Hayden says that agreeing to take on the job was “a little daunting”, not least because his professional credibility was on the line. However, he added he was never one to shirk a challenge.

“I thought to myself, ‘this could make or break me’. But I figured the risk was worth it after inspecting all the pitches over a week. It’s been a challenge, but as an Irishman you’ll always be keen to back the underdog so we decided to go for it.

“Because the country is so diverse climatically in each location, there has been a different set of problems in each place. But the guys working the pitches every day know where all the problems are, and I’ve been availing of their knowledge of the local micro climates to ensure we get everything right.

“I’ve also tried to become South African for the duration – this is a pride issue locally. With that in mind we’ve trained 3,000 people in pitch maintenance who we can now hand over the stewardship of the pitches to,” he said.

To date the most unnerving moment was when he was brought to inspect the Mbombela stadium near Kruger Park a day before more than 100 English journalists were taken to inspect the pitch. When he got there, he discovered there was no pitch at all to inspect, despite the fact a warm-up game was scheduled to be played in six weeks’ time.

“I stayed up all that night and used a bulldozer to try and get what was supposed to be a football pitch into some sort of shape. Then the following day I was wheeled out to face the press, who were sceptical.

“But after talking with locals who knew the climate, I was confident we could turn it around, so promised them we’d have green grass in four weeks, a warm-up game in six and a World Cup game in 10 weeks,” he said.

To avail of some extra technical expertise, Hayden asked his old mentor Aidan O’Hara, the grounds keeper at Mount Juliet golf course in Kilkenny, to come on board, and along with six other foreign pitch doctors, they have co-ordinated and instilled confidence in the 5,000 South Africans doing the work on the ground. “While studying for my agricultural degree and afterwards, I worked for Aidan at Mount Juliet, and he has taught me nearly everything I know. So it was great to have him on board,” he said.

During the event, Hayden’s work will continue, as he must ensure the playing surfaces are maintained to a high level. To that end he has hired five people whose sole job is to watch the matches and record how and where the pitches cut up, so they can be patched up afterwards.
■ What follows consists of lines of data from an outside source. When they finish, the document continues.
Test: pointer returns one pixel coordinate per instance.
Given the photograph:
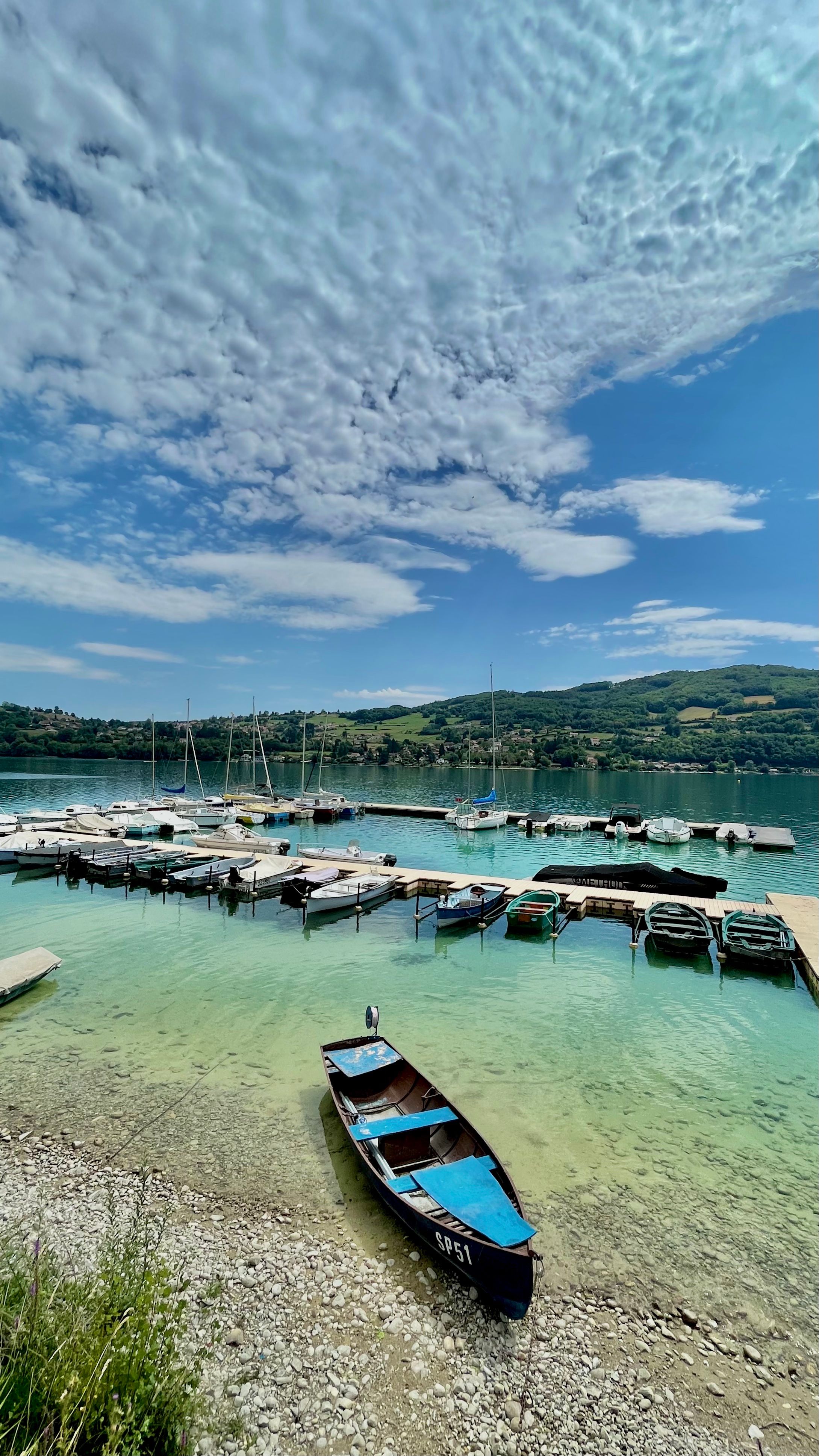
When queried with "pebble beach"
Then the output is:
(310, 1343)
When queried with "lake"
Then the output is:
(658, 1117)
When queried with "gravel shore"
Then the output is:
(312, 1346)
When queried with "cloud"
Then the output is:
(667, 506)
(304, 261)
(146, 654)
(17, 659)
(662, 630)
(391, 695)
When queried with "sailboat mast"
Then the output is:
(229, 750)
(187, 737)
(269, 787)
(492, 695)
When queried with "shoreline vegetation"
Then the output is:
(300, 1337)
(737, 720)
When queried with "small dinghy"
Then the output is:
(354, 852)
(469, 905)
(735, 835)
(345, 894)
(757, 940)
(297, 887)
(534, 911)
(678, 929)
(431, 1168)
(668, 832)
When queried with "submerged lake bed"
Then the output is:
(660, 1117)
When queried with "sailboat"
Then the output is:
(483, 813)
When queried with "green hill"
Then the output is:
(741, 717)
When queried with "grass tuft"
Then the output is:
(91, 1362)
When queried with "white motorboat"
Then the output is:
(265, 874)
(668, 832)
(353, 852)
(232, 835)
(735, 835)
(344, 894)
(569, 823)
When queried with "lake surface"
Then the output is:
(660, 1117)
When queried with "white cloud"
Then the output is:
(667, 506)
(17, 659)
(391, 695)
(664, 631)
(146, 654)
(303, 260)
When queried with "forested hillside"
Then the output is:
(747, 717)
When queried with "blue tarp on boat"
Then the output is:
(354, 1062)
(469, 1192)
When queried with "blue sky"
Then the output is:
(348, 350)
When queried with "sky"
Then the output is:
(351, 347)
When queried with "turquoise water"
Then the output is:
(660, 1117)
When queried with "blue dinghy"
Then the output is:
(471, 905)
(431, 1168)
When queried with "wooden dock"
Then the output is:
(766, 839)
(20, 973)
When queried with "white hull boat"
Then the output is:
(735, 835)
(235, 835)
(354, 852)
(668, 832)
(344, 894)
(569, 823)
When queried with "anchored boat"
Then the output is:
(471, 905)
(668, 832)
(534, 911)
(678, 929)
(431, 1168)
(344, 894)
(757, 940)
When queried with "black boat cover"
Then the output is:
(639, 876)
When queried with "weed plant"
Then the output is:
(91, 1361)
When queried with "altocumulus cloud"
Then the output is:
(345, 265)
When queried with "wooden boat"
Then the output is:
(534, 911)
(344, 894)
(297, 887)
(668, 832)
(20, 973)
(678, 929)
(469, 905)
(433, 1170)
(757, 940)
(354, 852)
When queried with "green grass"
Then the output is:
(91, 1362)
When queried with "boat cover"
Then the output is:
(469, 1192)
(388, 1126)
(640, 876)
(354, 1062)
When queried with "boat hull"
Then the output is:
(505, 1276)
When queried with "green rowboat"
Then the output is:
(534, 912)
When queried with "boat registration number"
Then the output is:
(454, 1247)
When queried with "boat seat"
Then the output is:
(469, 1192)
(408, 1183)
(385, 1127)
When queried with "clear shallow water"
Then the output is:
(660, 1117)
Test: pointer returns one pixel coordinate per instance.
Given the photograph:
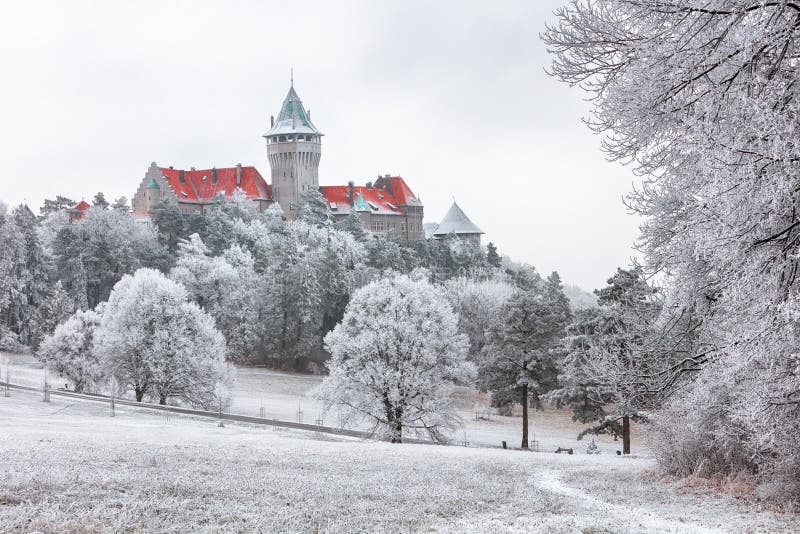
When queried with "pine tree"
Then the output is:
(518, 355)
(314, 209)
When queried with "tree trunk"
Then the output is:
(626, 435)
(524, 416)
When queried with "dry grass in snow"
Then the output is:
(70, 467)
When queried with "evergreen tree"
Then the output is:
(579, 389)
(55, 308)
(314, 209)
(518, 356)
(70, 351)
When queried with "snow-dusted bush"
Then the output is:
(394, 359)
(158, 344)
(702, 98)
(70, 351)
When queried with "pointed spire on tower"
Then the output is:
(293, 118)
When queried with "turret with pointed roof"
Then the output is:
(293, 118)
(294, 149)
(456, 222)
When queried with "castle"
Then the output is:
(294, 148)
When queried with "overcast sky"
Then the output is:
(450, 95)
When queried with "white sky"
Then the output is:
(450, 95)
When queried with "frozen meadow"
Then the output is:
(70, 467)
(282, 395)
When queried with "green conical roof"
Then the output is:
(360, 204)
(293, 118)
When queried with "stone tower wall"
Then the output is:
(295, 169)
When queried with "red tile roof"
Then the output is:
(388, 195)
(199, 185)
(338, 196)
(76, 212)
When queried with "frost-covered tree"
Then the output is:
(478, 304)
(158, 344)
(394, 359)
(519, 355)
(94, 253)
(23, 274)
(225, 287)
(702, 97)
(70, 352)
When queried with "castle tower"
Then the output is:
(293, 147)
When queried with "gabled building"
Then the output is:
(387, 206)
(193, 191)
(294, 150)
(76, 212)
(457, 223)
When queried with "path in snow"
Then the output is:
(635, 519)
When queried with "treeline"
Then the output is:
(273, 287)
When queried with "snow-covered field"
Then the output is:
(67, 466)
(283, 394)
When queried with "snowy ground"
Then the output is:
(70, 467)
(283, 394)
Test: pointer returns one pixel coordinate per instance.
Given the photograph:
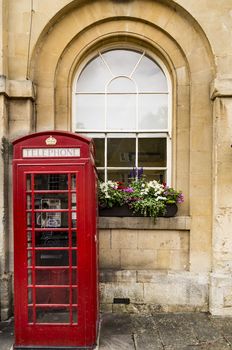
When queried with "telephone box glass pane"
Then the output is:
(51, 182)
(52, 295)
(28, 201)
(55, 277)
(28, 182)
(29, 239)
(51, 239)
(52, 315)
(52, 219)
(30, 296)
(52, 258)
(73, 181)
(28, 219)
(51, 201)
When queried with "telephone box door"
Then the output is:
(55, 254)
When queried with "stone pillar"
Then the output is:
(221, 281)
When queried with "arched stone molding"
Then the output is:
(181, 43)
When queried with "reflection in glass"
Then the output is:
(55, 277)
(94, 77)
(121, 152)
(121, 62)
(121, 85)
(149, 76)
(89, 112)
(100, 150)
(119, 175)
(121, 112)
(52, 315)
(152, 152)
(51, 182)
(158, 175)
(153, 112)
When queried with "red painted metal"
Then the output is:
(48, 296)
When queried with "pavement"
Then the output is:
(181, 331)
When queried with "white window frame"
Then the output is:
(104, 133)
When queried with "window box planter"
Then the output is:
(125, 211)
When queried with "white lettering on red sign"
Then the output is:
(50, 152)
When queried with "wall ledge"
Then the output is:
(131, 223)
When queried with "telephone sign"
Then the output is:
(55, 245)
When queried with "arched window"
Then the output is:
(121, 99)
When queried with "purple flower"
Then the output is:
(128, 190)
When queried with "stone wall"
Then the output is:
(44, 45)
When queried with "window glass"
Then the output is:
(89, 112)
(152, 152)
(121, 152)
(121, 62)
(121, 100)
(95, 72)
(153, 112)
(149, 76)
(121, 112)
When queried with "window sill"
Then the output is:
(143, 223)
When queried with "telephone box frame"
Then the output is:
(66, 156)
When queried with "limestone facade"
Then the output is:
(183, 263)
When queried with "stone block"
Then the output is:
(109, 258)
(138, 259)
(124, 239)
(104, 239)
(106, 276)
(133, 291)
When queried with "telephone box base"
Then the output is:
(54, 347)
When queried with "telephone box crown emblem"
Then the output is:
(51, 141)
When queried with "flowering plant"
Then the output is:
(149, 198)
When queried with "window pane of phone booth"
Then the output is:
(29, 220)
(56, 277)
(30, 314)
(73, 181)
(51, 239)
(29, 258)
(30, 295)
(51, 201)
(28, 182)
(54, 258)
(51, 182)
(52, 219)
(29, 277)
(29, 239)
(52, 295)
(53, 315)
(28, 201)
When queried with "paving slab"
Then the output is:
(195, 331)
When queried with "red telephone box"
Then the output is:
(55, 242)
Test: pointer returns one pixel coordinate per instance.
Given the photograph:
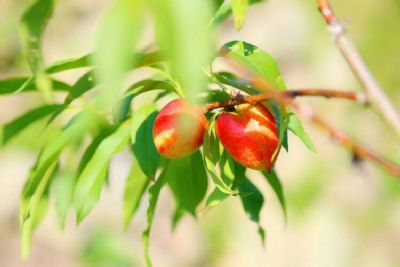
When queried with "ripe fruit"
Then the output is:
(250, 135)
(179, 129)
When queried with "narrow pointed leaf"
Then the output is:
(121, 29)
(154, 193)
(187, 179)
(92, 178)
(33, 24)
(277, 187)
(175, 37)
(13, 128)
(297, 128)
(142, 140)
(25, 84)
(252, 199)
(208, 160)
(239, 10)
(135, 186)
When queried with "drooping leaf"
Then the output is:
(257, 61)
(33, 24)
(239, 11)
(14, 127)
(122, 109)
(25, 84)
(208, 160)
(135, 186)
(39, 179)
(232, 80)
(34, 205)
(265, 68)
(225, 10)
(120, 29)
(106, 247)
(81, 86)
(64, 188)
(187, 179)
(277, 187)
(142, 140)
(297, 128)
(69, 64)
(154, 192)
(182, 48)
(104, 131)
(215, 198)
(136, 59)
(92, 178)
(227, 168)
(252, 199)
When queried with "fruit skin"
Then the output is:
(250, 135)
(179, 129)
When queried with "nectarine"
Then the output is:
(249, 135)
(179, 129)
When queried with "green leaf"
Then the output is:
(84, 84)
(154, 192)
(135, 187)
(103, 132)
(263, 65)
(187, 179)
(33, 24)
(215, 198)
(149, 85)
(13, 128)
(187, 54)
(120, 29)
(34, 205)
(142, 140)
(257, 61)
(227, 167)
(68, 64)
(297, 128)
(106, 248)
(225, 10)
(252, 199)
(277, 187)
(209, 159)
(64, 188)
(239, 10)
(135, 59)
(92, 178)
(25, 84)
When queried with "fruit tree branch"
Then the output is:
(374, 91)
(286, 96)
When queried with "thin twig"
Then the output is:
(286, 96)
(305, 112)
(285, 99)
(374, 91)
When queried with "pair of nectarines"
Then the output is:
(249, 134)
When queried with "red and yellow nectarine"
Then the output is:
(179, 129)
(250, 135)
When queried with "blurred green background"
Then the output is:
(339, 214)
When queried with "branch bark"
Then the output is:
(374, 91)
(285, 98)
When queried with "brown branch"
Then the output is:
(374, 91)
(286, 96)
(285, 99)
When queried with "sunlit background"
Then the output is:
(338, 214)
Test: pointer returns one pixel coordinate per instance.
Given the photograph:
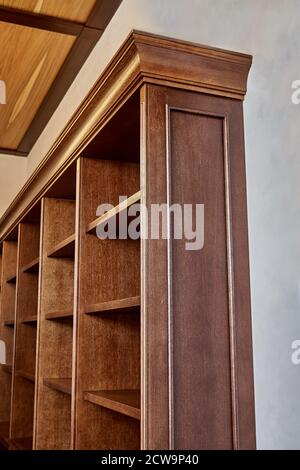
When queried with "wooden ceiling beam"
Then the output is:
(39, 21)
(87, 36)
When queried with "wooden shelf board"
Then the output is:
(32, 267)
(125, 305)
(32, 319)
(126, 402)
(4, 435)
(59, 314)
(21, 443)
(6, 368)
(12, 279)
(64, 249)
(103, 219)
(61, 385)
(26, 375)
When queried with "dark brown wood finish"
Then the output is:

And does he think problems will arise? “There will be problems, but we will deal with them. I have every confidence the pitches will hold up for the tournament,” he concluded.

So to, it seems, does Fifa. World football’s governing body has already entered into tentative negotiations with Hayden and the Sports Turf Research Institute to take control of pitch preparation for the 2014 World Cup in Brazil, while UEFA has hired them to get the pitches ready for Euro 2012 in Poland and the Ukraine.